Ceux-là ont sauté dans le premier avion sitôt la victoire connue. «On a passé la nuit ensemble, à refaire le monde dans un pub. Je me suis couché à 4 heures du matin.» Quelques petites heures de sommeil plus tard, sous Big Ben où il baigne encore dans une douce euphorie davantage que dans le champagne que nous lui proposons de répandre dans la Tamise, un couple de Français l’aborde, presque surpris de ne pas se faire éconduire. «Nous l’apprécions beaucoup, explique la femme, venue de Bordeaux. Il est élégant et l’on sent qu’il travaille beaucoup. Quand il monte, on voit qu’il est vraiment «dedans», totalement concentré. Et il a l’air très sympa, très simple, comme Roger Federer.» Plus loin, dans un pub, trois serveuses espagnoles demandent à toucher sa médaille. Il accepte volontiers, d’autant qu’il avait eu le même geste à l’aube. «Lorsque je suis rentré au village olympique, je me suis allongé sur mon lit et j’ai regardé mes SMS en caressant ma médaille. Il y en avait 400, je me suis endormi avant la fin…» Rien à voir avec la frustration de la médaille de Pékin (3e par équipes), reçue à Palexpo en novembre 2010 après le déclassement pour dopage des Norvégiens et de multiples recours. «Ça n’avait aucun goût, regrette-t-il, il n’y avait pas d’émotion. Rien. Juste une ligne sur un palmarès.»

LE CHEVAL ROI

Celle obtenue dans le cadre royal de Greenwich Park, là où la Tamise dessine un siphon sur la carte de Londres, est d’un tout autre métal, d’une tout autre saveur. Steve Guerdat est pourtant reparti dès le lendemain de sa victoire vers son Jura, ses chevaux et une vie qu’il ne voudrait changer pour rien au monde. «Je suis le plus heureux des hommes», assure-t-il. Croyant, il prie chaque soir «en reconnaissance de ce que j’ai et de ce que je vis».

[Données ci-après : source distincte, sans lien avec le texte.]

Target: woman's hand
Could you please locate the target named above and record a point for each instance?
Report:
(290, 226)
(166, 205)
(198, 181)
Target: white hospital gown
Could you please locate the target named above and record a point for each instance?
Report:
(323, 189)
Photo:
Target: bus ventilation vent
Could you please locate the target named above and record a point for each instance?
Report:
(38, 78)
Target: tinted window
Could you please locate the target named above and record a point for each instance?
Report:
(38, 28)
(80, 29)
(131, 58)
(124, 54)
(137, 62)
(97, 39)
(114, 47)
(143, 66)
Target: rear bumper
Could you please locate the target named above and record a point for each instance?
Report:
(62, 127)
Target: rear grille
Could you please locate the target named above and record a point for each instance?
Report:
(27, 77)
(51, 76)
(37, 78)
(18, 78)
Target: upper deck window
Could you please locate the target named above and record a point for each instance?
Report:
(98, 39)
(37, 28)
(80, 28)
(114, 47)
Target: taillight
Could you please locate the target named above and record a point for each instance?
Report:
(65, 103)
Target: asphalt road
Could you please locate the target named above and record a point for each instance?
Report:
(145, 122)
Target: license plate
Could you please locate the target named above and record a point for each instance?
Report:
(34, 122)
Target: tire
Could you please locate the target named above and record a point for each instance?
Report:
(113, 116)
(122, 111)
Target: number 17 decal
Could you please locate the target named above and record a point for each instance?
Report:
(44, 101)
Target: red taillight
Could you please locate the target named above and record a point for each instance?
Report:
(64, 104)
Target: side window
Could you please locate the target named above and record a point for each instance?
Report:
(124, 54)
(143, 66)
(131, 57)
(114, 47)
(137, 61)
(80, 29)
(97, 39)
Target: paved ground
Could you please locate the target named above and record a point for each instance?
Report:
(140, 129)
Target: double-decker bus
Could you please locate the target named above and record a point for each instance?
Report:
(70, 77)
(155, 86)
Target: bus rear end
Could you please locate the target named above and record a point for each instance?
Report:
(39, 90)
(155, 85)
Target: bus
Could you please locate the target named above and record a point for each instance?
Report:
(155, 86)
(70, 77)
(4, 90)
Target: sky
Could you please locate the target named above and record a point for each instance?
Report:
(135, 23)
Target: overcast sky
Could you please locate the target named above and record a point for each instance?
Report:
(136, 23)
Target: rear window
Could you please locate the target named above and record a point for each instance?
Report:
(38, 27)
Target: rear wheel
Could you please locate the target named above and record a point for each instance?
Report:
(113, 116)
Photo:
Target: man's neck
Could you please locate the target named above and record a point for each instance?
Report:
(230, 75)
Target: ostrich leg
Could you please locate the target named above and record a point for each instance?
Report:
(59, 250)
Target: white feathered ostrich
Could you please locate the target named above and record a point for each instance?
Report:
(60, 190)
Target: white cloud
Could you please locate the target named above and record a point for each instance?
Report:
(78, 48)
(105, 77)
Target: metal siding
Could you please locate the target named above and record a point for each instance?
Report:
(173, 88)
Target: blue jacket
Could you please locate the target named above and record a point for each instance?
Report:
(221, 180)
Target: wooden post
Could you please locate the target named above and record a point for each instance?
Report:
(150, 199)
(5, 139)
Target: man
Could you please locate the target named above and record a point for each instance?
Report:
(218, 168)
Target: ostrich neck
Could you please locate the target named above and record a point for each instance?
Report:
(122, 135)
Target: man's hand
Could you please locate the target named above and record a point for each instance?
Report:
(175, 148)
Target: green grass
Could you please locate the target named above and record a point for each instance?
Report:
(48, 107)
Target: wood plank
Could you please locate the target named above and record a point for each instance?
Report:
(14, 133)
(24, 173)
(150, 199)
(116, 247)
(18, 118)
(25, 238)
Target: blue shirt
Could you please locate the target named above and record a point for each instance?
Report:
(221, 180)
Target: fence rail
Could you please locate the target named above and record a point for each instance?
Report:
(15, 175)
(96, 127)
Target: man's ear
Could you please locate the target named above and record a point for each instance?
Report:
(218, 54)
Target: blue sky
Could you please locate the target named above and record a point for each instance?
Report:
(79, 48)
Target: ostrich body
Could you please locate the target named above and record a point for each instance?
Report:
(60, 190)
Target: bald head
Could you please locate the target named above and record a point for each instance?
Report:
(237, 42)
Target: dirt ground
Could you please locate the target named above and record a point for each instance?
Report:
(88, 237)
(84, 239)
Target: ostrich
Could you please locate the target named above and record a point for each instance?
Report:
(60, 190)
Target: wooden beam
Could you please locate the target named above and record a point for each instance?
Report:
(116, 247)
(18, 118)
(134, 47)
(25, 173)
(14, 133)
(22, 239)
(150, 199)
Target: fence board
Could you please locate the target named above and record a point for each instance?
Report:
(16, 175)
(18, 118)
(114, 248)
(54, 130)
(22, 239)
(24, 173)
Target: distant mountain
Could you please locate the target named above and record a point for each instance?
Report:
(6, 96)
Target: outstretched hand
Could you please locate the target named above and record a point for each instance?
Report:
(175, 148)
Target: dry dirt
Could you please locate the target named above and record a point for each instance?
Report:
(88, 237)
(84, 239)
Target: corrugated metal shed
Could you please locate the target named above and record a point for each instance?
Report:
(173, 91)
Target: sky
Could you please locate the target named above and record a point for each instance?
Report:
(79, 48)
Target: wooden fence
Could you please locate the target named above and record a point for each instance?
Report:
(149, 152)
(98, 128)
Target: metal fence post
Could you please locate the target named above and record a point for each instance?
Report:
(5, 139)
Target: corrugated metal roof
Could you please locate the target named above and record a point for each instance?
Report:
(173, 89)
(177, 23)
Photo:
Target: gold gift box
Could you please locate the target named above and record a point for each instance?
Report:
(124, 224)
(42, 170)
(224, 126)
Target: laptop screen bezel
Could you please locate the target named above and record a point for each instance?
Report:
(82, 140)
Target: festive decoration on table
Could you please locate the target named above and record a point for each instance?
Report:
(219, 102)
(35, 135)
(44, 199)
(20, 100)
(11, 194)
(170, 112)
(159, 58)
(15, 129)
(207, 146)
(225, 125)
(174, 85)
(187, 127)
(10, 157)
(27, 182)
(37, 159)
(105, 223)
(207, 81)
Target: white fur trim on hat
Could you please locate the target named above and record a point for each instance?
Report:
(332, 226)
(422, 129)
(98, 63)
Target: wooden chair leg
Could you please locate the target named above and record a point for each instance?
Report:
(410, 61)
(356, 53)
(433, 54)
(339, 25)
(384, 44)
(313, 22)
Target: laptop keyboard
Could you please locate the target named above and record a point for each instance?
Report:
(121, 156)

Parlez-lui de ses chevaux et ses yeux s’éclairent d’un coup. Il devient dès lors intarissable, passionné, passionnant. Il faut l’entendre parler de ses chevaux. Lisez-le. Jalisca Solier: «Elle est la reine de l’écurie, super agréable, simple, mais elle mange un peu trop, il faut être attentif, et elle n’aime pas trop les autres chevaux; elle a le box du coin pour ne voir personne!» Nino: «C’est un amour en balade et je vais souvent me promener avec lui dans les forêts avoisinantes.» Ferrari: «Il est agréable à l’écurie, tout gentil.» Sydney: «Il suffit que sa couverture tombe entre ses jambes pour qu’elle devienne folle, voire dangereuse, car elle ne voit plus rien! Cela dit, je l’adore, car elle ne fait pas ça méchamment; elle a eu trois poulains et c’est peut-être l’instinct maternel qui la pousse sur ses gardes.»

 

«J’aime ma vie, la médaille ne doit rien y changer»
Steve Guerdat

 

Voilà le vrai Steve Guerdat, l’homme qui murmure à l’oreille de ses chevaux. Qui les aime plus que tout, plus que les médailles. A Londres, alors que son second sans-faute lui assurait le podium, alors qu’il aurait pu suivre le parcours de Nick Skelton au bord de la piste, il alla faire trotter Nino. «Par respect», dira-t-il. En 2007, fourvoyé par un milliardaire ukrainien qui lui offrait de bons chevaux à condition qu’il renonce à son passeport suisse, il osa dire non et prendre le risque de se retrouver à pied. Parce qu’il aime son pays, mais aussi parce que quitter le top niveau n’aurait pas fondamentalement changé sa vie. «Si j’avais dû disputer des concours de niveau national pendant cinq ou six ans, je l’aurais fait», assure-t-il.

Il n’eut pas à s’y résoudre, grâce au soutien de l’horloger et mécène Yves Piaget, qui le remit en selle en lui offrant deux cracks. «J’ai côtoyé de grands champions, notamment Ayrton Senna, explique Piaget sur le site internet du Jurassien. Des types fair-play mais qui se battent à fond. Steve est de cette trempelà.»

Le milliardaire Urs Schwarzenbach (lire encadré) a rejoint Yves Piaget et Steve Guerdat profite aujourd’hui d’une structure extrêmement coûteuse et performante autour de lui; mais fondamentalement, il reste le même qu’à 11 ans, lorsqu’il obtint sa licence avant l’âge, le même qu’à 9 ans, lorsqu’il monta pour la première fois chez Roger Bourquard à Glovelier. Il demeure ce garçon fasciné par les chevaux, qui leur parle et les comprend sans doute mieux qu’il ne le fait avec les hommes.